Tor 7 dec / År 41 / Nr 5 2023

Capture patient experience in clinical trials – be ready when FDA asks

Can you identify all benefits of your investigational drug – without hearing the users? As FDA will start asking pharma to patient experiences of investigational drugs in clinical trials from 2021, it is high time to listen to the patients. Clinical Survey Outcomes ApS can help gathering patients experiences of investigational drugs.

It is obvious when meeting Jens Harald Kongsø, founder of Clinical Survey Outcomes ApS, that here is a person heading up an innovative research organisation with strong insights on hearing patients in clinical trials. Clinical Survey Outcomes will help its clients prepare for the patient experience related questions of from HTAs and regulatory bodies.

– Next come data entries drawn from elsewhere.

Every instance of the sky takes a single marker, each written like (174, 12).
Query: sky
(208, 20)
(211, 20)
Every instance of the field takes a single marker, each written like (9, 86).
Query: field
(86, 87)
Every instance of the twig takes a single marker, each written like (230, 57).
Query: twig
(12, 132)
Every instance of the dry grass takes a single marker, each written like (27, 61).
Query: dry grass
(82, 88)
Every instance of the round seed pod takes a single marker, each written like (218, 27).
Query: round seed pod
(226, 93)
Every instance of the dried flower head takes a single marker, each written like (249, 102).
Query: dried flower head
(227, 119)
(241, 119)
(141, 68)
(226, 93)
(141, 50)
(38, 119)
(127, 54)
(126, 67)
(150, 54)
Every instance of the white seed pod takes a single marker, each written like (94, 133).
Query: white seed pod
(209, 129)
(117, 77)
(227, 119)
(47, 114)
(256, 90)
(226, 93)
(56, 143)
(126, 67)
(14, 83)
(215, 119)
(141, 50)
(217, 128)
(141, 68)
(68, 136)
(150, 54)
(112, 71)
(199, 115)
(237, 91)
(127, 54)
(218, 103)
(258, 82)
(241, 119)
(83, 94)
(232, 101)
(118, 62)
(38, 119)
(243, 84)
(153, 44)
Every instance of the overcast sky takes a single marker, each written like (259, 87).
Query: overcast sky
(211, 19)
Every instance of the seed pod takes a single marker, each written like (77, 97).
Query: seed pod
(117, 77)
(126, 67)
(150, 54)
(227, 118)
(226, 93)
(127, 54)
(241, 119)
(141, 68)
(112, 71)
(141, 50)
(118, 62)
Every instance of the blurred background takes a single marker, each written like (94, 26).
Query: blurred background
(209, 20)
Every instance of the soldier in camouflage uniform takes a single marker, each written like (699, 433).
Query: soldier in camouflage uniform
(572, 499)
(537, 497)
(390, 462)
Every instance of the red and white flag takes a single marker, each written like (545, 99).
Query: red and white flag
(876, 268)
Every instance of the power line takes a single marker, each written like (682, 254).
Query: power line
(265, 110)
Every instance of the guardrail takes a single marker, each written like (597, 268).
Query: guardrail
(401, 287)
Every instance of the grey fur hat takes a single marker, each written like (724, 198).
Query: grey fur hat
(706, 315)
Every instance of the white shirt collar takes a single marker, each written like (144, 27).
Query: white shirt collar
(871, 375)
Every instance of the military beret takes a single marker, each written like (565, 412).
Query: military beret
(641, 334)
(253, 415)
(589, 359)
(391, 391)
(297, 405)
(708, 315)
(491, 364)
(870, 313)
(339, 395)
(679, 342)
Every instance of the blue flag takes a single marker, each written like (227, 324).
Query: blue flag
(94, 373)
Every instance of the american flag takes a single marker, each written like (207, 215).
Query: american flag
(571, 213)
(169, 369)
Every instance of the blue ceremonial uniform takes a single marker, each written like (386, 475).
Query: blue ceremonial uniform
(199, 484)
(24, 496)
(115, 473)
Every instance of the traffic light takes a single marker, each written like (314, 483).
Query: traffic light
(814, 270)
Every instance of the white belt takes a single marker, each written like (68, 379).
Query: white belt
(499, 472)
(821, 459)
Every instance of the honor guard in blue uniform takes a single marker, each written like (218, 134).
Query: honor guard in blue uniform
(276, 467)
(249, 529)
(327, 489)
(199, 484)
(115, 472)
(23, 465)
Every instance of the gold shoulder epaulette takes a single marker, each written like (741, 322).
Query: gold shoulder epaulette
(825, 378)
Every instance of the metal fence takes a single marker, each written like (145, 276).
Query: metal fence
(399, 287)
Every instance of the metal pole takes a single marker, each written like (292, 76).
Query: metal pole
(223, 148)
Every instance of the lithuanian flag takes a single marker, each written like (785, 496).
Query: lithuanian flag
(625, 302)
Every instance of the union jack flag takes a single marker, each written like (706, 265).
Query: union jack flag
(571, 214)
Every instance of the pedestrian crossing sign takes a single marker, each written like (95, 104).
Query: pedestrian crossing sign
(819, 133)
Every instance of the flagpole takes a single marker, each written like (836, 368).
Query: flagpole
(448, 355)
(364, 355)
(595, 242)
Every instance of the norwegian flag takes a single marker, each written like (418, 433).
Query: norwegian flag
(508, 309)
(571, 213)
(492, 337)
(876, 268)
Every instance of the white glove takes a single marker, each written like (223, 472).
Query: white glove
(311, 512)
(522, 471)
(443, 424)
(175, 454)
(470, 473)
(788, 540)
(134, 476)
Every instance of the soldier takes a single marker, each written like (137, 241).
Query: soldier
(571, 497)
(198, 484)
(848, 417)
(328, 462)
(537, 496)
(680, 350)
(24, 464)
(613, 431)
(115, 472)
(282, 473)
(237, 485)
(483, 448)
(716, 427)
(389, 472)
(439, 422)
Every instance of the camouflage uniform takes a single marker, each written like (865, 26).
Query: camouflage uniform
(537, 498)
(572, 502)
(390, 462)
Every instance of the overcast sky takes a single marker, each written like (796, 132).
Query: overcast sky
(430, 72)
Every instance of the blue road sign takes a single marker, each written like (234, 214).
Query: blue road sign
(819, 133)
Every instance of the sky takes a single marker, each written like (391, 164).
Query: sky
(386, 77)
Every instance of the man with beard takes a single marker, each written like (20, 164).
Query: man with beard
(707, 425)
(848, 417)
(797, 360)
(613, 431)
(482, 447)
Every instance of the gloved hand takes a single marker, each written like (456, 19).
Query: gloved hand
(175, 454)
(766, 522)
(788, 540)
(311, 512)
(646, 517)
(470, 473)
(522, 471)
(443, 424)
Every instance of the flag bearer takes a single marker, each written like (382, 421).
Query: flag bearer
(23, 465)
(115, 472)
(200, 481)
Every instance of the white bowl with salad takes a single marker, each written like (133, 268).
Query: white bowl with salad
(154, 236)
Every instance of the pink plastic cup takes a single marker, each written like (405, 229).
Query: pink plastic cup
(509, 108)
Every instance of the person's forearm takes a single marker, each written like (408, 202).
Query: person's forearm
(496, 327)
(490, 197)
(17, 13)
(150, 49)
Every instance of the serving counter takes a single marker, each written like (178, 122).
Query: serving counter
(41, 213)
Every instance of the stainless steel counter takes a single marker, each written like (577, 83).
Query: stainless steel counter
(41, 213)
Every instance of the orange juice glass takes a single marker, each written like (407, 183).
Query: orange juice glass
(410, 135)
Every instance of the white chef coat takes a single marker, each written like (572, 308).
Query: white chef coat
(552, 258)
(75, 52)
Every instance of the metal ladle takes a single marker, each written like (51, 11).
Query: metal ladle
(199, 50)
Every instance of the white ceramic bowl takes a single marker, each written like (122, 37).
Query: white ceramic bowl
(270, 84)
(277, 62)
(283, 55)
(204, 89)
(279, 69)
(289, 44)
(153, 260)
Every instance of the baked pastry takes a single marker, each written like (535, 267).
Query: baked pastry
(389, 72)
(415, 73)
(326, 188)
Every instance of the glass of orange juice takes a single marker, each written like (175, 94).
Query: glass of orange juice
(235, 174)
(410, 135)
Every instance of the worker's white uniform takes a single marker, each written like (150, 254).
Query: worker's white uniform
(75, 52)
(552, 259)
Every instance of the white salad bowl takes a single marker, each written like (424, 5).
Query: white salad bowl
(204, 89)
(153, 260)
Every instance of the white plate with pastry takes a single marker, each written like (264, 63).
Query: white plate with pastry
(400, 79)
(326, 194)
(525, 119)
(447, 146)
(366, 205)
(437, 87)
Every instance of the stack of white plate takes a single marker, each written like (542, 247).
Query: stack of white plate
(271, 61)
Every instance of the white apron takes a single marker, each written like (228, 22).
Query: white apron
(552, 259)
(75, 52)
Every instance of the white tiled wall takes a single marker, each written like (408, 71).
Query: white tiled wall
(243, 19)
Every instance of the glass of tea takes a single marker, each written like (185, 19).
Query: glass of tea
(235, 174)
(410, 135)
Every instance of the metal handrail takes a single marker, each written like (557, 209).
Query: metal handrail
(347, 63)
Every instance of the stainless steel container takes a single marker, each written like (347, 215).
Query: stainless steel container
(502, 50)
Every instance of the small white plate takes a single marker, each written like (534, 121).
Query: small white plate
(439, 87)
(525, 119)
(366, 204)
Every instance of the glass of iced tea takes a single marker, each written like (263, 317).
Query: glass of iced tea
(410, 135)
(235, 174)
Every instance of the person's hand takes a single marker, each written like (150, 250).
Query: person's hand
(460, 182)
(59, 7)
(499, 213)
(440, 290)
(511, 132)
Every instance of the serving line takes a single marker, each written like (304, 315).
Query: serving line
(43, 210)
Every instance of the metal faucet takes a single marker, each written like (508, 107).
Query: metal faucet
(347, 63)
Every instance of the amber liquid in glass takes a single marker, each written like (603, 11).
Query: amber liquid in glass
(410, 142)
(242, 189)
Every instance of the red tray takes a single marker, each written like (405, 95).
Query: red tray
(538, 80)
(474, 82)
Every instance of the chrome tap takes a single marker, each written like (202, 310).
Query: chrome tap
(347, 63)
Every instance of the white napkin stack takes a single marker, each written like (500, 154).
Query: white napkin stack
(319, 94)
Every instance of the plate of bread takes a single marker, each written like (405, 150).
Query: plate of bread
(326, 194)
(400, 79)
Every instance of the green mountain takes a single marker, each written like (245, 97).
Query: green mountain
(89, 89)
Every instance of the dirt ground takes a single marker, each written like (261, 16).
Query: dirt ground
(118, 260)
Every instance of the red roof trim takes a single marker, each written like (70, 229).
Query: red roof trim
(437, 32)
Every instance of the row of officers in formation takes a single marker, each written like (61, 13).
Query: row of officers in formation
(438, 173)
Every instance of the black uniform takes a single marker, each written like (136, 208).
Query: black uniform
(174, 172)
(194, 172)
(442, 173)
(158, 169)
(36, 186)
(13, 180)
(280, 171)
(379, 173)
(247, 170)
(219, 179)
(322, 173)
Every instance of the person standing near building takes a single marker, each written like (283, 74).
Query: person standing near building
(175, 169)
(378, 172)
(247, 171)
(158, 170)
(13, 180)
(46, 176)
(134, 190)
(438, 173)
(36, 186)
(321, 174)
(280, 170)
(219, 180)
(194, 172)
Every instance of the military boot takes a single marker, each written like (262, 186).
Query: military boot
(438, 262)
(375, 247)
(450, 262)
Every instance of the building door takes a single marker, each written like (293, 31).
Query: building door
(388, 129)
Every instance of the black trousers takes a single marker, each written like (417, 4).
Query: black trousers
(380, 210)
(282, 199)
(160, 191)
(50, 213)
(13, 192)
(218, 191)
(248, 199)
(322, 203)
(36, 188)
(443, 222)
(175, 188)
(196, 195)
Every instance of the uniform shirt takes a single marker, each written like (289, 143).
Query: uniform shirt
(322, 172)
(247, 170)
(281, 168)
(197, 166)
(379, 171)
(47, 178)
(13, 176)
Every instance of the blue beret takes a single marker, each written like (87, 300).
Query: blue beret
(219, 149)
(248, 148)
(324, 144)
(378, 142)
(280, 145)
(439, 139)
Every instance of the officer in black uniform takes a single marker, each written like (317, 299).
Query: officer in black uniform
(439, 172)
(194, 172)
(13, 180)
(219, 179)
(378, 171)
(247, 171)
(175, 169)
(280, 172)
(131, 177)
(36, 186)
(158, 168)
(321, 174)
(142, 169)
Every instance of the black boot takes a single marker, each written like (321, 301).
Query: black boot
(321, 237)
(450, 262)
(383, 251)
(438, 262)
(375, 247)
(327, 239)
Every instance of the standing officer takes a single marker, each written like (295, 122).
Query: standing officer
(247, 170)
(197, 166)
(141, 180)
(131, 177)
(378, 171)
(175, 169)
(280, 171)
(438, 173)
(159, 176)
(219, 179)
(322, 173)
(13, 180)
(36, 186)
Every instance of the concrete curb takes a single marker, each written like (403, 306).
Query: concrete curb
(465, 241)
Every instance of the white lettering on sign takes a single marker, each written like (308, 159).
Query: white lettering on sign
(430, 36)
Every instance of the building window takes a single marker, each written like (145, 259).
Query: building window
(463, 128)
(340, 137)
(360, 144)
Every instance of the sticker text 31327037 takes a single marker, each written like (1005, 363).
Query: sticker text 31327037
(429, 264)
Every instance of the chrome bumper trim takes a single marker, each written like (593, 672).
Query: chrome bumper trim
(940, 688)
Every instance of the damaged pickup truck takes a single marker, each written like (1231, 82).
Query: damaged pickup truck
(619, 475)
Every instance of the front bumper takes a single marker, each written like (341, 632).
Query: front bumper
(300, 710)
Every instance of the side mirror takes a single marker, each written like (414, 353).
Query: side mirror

Patient-centered research is not a buzz-word
Based in Copenhagen, Denmark, Clinical Survey Outcomes’ team of 20 experienced researchers collect structured feedback of the experiences of patients, carers and healthcare professionals of new medicine in clinical trials. Even though the company is less than a year old, it is already trusted by both large and small pharmaceutical developers in Denmark, Sweden, the UK and the US.
“Many pharmaceutical companies say that they are patient-centred in their drug development. But in most cases, it is often more of a buzzword than actually the case”, says Jens Harald Kongsø. “What we do at Clinical Survey Outcomes is turning patient-centred drug development into a real option and a strong asset for the pharma company”.
After all, patients are the true experts on what they experience when they test a new drug in clinical trials – and the pharma industry can benefit from this insight.

Patient experience does matter
Knowing what patients experience while using a new pharmaceutical drug does matter. For the safety of patients, health authorities have set up a structured process to ensure that the negative experienced effects are reported throughout the clinical trials.
“Interestingly, no such structured reporting process exists for the positive effects experienced by the users. As a consequence, far too often after a new drug has been launched, we may start hearing about additional benefits of the drug or we simply find out that there are some aspects of the product that turned out to mean a lot to the patients. The problem is, that once the product is on the market most of the clinical trials are over. It is hard to convince a project to re-do a trial because a possible new benefit; the marketing material has been made, salesforce has been trained and the price has been set with the payers. This means that any additional benefit does not get added to the value messages and is not phased into the pricing negotiations”.
“As a result of this, companies should stop the guessing what patients might think of a new project. They should instead take a structured approach to patients’ feedback as their experiences can be an important strategic input to optimise the following clinical trials, guiding many stakeholders within the organisation, and eventually to regulatory and HTAs – because they will ask sooner or later. It is such a shame investing hundreds of millions – and not spending the last small amount to hear what the patients experienced and actually think about the product”, Jens Harald Kongsø concludes.

FDA will soon start to ask about patients experiences in clinical trials
The 21st Century Cures Act has directed the American Food and Drug Administration (FDA) to include the patient’s voice in drug development and review from 2021. This means that FDA will start to ask pharma from 2021. Even though it will not be mandatory for Pharma to provide patient feedback to FDA, FDA´s commissioner Scott Gottlieb have publicly stated that “This is becoming an important element in how we evaluate drugs,”.